Omnition is a pipeline designed to process data generated with Bio-Rad's ddSEQ™ Single-Cell 3’ RNA-Seq Kit or ddSEQ™ SureCell ATAC-Seq Library Prep Kit and the dsciATAC protocol. It performs debarcoding, alignment, bead merging, cell calling, and feature counting. Output is an HTML report and files for downstream biological analysis.
This page is intended to be a quick start. For the complete Omnition user guides, please see:
Omnition Single-cell 3’ RNA-Seq
Omnition Single-cell ATAC-Seq
Introduction to Omnition
Installation
System requirements
Hardware requirements
Software requirements
Download Omnition
Verify installation
Getting started
YAML configuration
Run ATAC pipeline
Run RNA pipeline
Human genome
Mouse genome
References
Running Omnition
Outputs
Omnition Analysis Software utilizes the Nextflow framework to connect individual processes, and runs the processes in virtual environments called containers using the Docker or Singularity container programs. Once Omnition is installed on a system meeting minimum requirements, Nextflow integration with GitHub and Docker will prepare workflows without any additional configuration.
Omnition is designed to run on a local Linux server, high performance computing (HPC) cluster, or cloud virtual machine, and has been tested on the 64-bit CentOS 7 and 8, Amazon Linux 2, and Ubuntu 18.04.6, 20.04 LTS, 21.04, and 21.10 Linux operating systems.
NOTE: Although they might be functional, Bio-Rad does not support additional Linux variants or other versions of the specified operating systems.
Internet connection
NOTE: For installation without direct internet access, please see user manual.
Requirement | ATAC seq analysis | Combinatorial ATAC seq analysis | RNA seq analysis | Recommended for >=12x samples |
---|---|---|---|---|
CPU | 16 | 16 | 16 | 64 |
RAM | 64 GB | 128 GB | 64 GB | 512 GB |
IOPS* | 3,000 | 3,000 | 3,000 | 16,000 |
I/O throughput* | 125 mbps | 125 mbps | 125 mbps | 1,000 mbps |
EBS volume type* | gp3 | gp3 | gp3 | gp3 |
*AWS specific cloud computing specifications
Nextflow (v22.04.0 to v23.10.1) or Nextflow with Conda
NOTE: Specify the Nextflow version in the Conda installation by using the following command:
conda install –c bioconda nextflow=
Only one of the following container programs are needed: Either Docker (>=20.10.7) or Singularity (>=3.6.4)
NOTE: If using Docker, your
USER
must be added to the docker root user group before executing the pipeline.

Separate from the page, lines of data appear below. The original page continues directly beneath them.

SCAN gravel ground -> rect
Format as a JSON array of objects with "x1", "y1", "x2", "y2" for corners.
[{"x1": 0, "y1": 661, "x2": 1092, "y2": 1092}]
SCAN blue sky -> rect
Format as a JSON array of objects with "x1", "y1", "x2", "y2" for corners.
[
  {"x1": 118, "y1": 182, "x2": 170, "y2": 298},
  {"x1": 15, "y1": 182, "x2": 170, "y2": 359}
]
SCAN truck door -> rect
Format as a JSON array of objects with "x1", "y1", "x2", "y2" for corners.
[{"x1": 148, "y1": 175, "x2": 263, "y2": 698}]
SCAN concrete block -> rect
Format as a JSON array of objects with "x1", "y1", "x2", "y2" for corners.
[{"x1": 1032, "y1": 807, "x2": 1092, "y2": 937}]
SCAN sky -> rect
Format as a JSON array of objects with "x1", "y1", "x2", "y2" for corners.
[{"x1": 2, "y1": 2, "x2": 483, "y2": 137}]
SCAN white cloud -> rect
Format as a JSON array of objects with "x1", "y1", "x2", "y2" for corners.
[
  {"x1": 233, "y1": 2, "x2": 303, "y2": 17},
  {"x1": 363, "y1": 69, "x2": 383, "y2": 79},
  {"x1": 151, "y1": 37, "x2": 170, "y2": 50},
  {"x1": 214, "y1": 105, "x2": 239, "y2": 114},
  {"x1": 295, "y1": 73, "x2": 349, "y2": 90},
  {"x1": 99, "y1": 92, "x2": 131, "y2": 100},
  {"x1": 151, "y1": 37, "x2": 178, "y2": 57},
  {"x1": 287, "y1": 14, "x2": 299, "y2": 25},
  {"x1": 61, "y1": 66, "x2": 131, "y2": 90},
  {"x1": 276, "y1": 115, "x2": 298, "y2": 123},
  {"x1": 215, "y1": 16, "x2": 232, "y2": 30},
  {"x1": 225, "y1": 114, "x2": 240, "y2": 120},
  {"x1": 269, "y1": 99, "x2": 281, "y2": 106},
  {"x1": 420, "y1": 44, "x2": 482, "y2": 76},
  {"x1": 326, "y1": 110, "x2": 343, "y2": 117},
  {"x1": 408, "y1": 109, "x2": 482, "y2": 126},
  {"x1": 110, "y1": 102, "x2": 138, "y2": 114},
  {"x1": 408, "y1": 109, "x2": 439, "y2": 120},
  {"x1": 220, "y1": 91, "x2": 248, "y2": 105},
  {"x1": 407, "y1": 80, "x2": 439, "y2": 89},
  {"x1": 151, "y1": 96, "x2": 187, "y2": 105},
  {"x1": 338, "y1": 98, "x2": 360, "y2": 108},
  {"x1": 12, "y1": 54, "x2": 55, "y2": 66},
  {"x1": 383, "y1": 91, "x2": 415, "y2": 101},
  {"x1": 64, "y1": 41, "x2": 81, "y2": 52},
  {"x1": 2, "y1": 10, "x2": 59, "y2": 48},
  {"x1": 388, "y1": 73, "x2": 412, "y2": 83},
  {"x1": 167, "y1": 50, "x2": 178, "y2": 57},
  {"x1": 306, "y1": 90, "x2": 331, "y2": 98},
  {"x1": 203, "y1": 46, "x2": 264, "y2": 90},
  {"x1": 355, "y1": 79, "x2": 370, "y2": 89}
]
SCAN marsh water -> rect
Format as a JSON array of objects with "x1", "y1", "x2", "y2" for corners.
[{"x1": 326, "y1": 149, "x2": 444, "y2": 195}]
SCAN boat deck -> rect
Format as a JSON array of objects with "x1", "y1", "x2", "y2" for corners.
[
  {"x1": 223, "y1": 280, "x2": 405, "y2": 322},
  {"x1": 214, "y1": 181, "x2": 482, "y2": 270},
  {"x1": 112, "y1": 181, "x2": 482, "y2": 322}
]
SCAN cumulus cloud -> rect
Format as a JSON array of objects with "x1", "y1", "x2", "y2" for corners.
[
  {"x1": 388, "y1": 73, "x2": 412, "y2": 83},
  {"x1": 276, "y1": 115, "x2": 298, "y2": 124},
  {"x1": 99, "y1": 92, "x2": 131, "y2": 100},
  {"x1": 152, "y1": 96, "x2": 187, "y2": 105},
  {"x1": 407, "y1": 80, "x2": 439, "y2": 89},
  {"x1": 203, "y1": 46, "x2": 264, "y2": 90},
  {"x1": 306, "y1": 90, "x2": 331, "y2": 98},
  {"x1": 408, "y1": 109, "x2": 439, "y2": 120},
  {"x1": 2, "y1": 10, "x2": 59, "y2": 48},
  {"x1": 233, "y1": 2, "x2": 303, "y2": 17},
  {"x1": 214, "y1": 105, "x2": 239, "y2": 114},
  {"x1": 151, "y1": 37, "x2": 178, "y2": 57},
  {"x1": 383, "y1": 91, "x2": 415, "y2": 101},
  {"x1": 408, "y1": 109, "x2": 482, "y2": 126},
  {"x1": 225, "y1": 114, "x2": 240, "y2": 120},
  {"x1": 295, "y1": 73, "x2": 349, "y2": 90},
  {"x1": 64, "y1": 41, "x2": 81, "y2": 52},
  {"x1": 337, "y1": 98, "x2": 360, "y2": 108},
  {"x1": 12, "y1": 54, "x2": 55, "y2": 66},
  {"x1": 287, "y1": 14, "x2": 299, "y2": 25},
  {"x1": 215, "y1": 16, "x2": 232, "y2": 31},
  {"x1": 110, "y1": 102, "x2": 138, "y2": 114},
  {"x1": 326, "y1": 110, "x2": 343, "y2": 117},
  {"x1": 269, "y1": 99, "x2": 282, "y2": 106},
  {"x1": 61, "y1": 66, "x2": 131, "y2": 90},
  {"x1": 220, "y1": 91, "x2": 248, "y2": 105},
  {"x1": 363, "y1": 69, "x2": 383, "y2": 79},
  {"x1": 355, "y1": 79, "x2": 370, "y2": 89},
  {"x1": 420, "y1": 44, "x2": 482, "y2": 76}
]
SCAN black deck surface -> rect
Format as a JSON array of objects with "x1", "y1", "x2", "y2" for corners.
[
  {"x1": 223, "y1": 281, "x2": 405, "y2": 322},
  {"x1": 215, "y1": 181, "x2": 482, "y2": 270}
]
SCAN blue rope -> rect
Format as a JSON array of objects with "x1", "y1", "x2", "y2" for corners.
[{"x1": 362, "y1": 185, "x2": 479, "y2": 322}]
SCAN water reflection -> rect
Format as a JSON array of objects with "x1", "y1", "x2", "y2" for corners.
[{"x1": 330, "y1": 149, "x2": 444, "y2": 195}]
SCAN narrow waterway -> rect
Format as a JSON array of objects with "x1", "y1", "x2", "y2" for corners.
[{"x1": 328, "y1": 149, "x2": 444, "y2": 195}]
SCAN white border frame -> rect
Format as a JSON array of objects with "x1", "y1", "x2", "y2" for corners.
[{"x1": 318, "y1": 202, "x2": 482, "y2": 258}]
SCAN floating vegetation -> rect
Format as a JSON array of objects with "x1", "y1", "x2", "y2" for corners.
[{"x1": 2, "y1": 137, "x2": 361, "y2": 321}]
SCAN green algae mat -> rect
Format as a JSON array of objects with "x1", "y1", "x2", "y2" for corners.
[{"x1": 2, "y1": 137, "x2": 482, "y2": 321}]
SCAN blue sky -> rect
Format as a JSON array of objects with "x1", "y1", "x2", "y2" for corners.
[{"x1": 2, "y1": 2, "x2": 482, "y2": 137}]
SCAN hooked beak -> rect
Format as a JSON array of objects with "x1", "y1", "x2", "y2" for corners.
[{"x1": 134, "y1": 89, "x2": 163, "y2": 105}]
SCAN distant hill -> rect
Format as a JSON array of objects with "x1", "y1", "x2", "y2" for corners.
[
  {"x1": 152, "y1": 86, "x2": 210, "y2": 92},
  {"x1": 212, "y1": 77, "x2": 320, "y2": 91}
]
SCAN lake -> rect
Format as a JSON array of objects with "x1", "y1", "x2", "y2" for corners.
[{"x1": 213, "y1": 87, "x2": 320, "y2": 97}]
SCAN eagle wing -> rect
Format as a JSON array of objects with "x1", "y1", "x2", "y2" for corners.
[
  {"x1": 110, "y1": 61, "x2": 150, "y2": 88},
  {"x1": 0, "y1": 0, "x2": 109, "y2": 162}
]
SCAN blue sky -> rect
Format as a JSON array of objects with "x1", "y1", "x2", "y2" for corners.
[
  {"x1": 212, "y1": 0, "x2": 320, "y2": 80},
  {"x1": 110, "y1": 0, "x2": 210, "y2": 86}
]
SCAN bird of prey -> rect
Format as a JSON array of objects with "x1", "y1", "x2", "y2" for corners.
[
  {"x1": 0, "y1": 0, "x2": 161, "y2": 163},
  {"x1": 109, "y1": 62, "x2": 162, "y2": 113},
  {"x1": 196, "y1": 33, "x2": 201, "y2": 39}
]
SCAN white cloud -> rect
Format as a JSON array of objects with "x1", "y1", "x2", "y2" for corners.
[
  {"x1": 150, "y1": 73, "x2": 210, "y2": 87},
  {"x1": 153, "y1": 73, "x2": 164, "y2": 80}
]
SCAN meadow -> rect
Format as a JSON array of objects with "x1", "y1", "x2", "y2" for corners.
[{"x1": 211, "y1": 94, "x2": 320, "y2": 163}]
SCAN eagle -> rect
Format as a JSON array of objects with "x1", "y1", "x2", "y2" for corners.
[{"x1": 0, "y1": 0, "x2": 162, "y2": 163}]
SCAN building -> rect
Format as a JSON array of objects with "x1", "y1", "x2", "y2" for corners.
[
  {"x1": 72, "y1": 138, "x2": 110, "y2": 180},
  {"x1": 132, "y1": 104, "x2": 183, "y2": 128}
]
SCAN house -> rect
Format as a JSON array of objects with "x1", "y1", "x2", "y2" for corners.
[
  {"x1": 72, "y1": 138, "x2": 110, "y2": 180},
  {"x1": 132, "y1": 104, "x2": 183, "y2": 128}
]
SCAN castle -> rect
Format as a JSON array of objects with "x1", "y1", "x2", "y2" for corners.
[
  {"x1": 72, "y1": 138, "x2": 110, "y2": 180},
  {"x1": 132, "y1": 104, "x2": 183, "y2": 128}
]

On shared systems, such as HPC clusters, this may not be possible due to security risks and the pipeline should be executed using the Singularity profile (default) instead. The user must verify with their system administrator that Docker or Singularity is available before using Omnition.
To download and run Omnition, use nextflow to retrieve the latest Omnition version from GitHub.
nextflow pull BioRadOpenSource/omnition
Omnition includes small demonstration datasets to verify that the environment has been properly built and all software dependencies are in place. To verify the success of the installation for each analysis type, run the Nextflow command for the container system that is installed on your computer (Singularity or Docker).
To verify each analysis workflow is installed correctly, run the following commands with either Docker or Singularity.
NOTE: Working files (and output files, unless otherwise specified) will be generated in the same directory the pipeline was run from on the command line.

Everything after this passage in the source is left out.